How to evaluate \[\sin \left( { - 135} \right)\]?

Answer 1

Hint: The trigonometry identity \[\sin \left( { - x} \right) = - \sin \left( x \right)\]. Here x is \[ - {135^ \circ }\] and \[ - {135^ \circ }\]is equal to 180 degree minus 45 degree. This can be substituted in place of x. The trigonometry identity \[\sin \left( {180 - x} \right) = \sin \left( x \right)\]. Here x is 45 degrees. The value of \[\sin {\left( {45} \right)^ \circ } = \dfrac{1}{{\sqrt 2 }}\]. These reduction formulae can be used to evaluate such questions. Also quadrant can be determined for confirmation of answers.
Taylor series expansion can be used each time whenever needed to compute trigonometric functions for a given angle.

Complete step by step answer:
We know that, \[\sin \left( { - x} \right) = - \sin \left( x \right)\]
So,
 \[
  \sin \left( { - 135} \right) = - \sin \left( {135} \right) \\
   \Rightarrow \sin \left( { - 135} \right) = - \sin \left( {180 - 45} \right) \\
\]
We have, \[\sin \left( {180 - x} \right) = \sin \left( x \right)\]
So, \[\sin \left( { - {{135}^ \circ }} \right) = - \sin \left( {{{45}^ \circ }} \right)\]
We know that, \[\sin \left( {{{45}^ \circ }} \right) = \dfrac{1}{{\sqrt 2 }}\]
So, \[\sin \left( { - {{135}^ \circ }} \right) = - \dfrac{1}{{\sqrt 2 }}\]

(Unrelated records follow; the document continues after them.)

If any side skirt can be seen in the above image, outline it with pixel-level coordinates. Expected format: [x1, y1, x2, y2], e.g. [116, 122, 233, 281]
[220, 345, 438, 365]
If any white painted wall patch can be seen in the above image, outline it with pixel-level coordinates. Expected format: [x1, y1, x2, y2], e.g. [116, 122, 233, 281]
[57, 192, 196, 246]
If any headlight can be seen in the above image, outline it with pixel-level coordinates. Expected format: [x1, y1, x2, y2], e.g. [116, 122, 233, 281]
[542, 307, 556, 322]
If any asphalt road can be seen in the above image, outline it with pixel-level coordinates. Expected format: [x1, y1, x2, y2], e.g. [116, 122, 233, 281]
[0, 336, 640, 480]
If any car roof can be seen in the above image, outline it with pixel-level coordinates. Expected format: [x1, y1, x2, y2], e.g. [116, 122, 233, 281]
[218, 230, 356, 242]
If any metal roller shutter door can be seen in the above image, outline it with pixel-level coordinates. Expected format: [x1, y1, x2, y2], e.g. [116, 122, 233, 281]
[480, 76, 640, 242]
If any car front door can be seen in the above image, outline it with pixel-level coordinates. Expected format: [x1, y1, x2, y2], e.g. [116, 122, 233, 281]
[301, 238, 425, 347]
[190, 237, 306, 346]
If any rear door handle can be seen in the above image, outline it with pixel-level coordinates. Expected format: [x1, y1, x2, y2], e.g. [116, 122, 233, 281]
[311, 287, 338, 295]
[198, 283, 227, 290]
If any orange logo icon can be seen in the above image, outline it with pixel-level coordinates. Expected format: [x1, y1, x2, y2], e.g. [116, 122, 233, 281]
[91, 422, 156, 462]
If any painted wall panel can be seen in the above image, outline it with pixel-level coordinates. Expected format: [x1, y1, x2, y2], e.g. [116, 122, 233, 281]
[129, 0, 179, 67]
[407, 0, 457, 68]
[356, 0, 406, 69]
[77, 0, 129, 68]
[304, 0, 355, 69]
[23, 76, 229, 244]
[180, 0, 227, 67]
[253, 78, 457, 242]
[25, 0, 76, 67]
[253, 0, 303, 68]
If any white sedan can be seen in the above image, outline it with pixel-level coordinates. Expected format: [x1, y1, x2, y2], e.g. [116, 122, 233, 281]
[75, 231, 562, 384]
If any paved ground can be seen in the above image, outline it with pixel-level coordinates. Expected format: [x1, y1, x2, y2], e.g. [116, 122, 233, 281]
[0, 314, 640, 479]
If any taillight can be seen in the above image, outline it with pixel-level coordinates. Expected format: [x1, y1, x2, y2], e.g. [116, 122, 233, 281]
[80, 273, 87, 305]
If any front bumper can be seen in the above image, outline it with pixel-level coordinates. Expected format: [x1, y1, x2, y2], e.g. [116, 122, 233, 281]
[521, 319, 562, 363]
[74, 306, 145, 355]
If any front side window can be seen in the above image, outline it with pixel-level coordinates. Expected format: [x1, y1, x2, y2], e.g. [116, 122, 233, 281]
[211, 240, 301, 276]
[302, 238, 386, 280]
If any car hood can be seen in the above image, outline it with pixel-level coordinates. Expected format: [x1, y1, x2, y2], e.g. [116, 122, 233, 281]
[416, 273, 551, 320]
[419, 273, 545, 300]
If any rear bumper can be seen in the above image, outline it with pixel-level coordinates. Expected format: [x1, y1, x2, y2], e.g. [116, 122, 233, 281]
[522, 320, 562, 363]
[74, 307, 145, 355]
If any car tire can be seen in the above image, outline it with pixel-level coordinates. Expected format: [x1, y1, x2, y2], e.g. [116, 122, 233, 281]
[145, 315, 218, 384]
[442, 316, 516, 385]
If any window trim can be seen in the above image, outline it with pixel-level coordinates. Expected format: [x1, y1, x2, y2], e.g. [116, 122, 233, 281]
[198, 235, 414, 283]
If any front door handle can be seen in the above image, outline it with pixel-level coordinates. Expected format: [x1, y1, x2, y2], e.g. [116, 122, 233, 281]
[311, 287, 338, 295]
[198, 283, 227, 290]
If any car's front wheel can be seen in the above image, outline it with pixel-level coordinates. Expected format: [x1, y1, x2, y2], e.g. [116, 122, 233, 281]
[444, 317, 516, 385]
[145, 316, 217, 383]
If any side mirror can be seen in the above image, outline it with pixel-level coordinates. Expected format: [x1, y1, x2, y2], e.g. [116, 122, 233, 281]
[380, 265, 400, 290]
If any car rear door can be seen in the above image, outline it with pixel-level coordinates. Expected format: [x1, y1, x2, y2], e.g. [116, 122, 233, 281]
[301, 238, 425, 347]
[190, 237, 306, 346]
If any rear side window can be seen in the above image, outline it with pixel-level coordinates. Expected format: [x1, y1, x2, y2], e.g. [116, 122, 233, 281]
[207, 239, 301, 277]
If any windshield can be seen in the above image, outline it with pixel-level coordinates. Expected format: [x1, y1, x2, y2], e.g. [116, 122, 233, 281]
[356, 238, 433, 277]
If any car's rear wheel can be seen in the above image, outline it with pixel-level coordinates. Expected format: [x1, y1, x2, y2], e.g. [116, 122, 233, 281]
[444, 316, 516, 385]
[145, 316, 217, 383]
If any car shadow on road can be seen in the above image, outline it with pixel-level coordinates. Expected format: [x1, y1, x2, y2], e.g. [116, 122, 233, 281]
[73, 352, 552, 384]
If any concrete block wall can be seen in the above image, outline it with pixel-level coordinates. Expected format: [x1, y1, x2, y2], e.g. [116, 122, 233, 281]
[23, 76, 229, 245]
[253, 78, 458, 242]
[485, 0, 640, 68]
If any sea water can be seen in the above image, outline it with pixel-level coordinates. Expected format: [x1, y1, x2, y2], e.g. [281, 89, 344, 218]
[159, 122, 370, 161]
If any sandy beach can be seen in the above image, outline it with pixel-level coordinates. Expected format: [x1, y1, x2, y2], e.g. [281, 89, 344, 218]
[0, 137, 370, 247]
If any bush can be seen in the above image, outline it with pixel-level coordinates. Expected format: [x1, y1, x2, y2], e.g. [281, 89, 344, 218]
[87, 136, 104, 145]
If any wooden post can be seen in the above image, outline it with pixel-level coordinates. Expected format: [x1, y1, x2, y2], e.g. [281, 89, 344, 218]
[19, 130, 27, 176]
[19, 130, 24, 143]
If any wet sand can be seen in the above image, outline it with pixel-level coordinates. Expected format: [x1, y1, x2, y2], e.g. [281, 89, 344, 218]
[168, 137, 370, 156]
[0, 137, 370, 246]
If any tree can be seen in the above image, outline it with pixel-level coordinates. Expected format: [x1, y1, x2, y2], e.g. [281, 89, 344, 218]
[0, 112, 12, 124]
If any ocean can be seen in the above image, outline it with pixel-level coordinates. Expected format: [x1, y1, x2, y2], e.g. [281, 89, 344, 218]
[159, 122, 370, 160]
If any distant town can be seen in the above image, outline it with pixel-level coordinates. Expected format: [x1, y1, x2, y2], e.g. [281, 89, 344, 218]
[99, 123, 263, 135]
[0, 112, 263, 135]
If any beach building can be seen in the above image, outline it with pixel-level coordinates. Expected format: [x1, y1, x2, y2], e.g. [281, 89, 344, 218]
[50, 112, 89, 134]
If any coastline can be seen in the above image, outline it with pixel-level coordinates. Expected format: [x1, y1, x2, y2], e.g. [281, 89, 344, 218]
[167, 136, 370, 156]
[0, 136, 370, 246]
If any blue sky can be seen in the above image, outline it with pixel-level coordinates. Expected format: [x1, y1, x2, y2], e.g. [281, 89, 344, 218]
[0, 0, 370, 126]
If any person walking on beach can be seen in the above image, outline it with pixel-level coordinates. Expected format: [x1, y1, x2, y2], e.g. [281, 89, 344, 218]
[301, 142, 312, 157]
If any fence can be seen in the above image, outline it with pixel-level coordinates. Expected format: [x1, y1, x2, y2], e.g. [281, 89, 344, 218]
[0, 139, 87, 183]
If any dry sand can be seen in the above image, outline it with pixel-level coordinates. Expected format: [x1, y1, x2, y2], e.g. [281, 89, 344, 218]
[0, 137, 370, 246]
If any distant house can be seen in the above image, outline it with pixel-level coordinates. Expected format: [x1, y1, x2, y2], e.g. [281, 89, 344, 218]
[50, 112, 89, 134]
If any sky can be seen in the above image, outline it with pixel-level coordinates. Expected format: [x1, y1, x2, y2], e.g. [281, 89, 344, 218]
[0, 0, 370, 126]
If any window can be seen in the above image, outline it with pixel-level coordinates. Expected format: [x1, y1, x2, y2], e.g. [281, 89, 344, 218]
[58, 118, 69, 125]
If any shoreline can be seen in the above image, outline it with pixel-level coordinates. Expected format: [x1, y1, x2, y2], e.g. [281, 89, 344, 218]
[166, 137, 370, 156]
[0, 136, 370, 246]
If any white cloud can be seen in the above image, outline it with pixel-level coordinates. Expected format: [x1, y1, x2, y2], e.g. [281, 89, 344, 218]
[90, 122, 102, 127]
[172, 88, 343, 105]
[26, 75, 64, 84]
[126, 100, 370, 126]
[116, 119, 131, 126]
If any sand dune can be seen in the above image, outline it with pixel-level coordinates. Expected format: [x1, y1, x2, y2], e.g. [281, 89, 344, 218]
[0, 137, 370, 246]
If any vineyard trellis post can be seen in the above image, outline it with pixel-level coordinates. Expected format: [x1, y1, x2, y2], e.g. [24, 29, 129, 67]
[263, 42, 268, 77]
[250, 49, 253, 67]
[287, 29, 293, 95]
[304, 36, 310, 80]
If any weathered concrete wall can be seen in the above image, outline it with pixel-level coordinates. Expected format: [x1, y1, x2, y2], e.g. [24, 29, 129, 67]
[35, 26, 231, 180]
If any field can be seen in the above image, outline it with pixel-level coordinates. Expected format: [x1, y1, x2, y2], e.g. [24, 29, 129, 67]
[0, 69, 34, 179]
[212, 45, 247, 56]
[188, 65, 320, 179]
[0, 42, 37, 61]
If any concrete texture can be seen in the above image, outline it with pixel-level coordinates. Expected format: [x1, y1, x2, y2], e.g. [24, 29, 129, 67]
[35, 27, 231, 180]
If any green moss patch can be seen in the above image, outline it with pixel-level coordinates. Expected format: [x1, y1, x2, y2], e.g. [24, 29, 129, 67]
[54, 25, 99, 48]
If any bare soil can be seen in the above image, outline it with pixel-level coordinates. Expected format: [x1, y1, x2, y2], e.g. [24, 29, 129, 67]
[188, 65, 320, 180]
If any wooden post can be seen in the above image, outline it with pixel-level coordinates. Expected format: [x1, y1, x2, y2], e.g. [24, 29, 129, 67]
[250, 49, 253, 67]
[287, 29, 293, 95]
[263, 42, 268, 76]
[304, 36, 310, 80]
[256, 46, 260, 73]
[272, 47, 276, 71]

Note: Before calculation quadrant must be determined. If our angle is greater than 90 and less than or equal to 180 degrees, it is located in quadrant II. In the second quadrant the values for sin are positive only. If the angle is greater than 180 and less or equal to 270 degrees then it falls in the third quadrant where the sin functions are negative. Therefore, before solving such questions quadrants can easily be determined.

We have \[ - {135^ \circ }\] which is in quadrant 3 (going clockwise rather than going anticlockwise). The reference angle is 45 degrees where the terminal arm is 45 degrees from the X axis.

Determining the quadrant makes it easier to verify the answer whether correct or wrong.
The sine of the angle is equal to the product of length of the opposite side and length of the hypotenuse. Taylor series can be used also as an alternative way to solve any angle of a trigonometric function.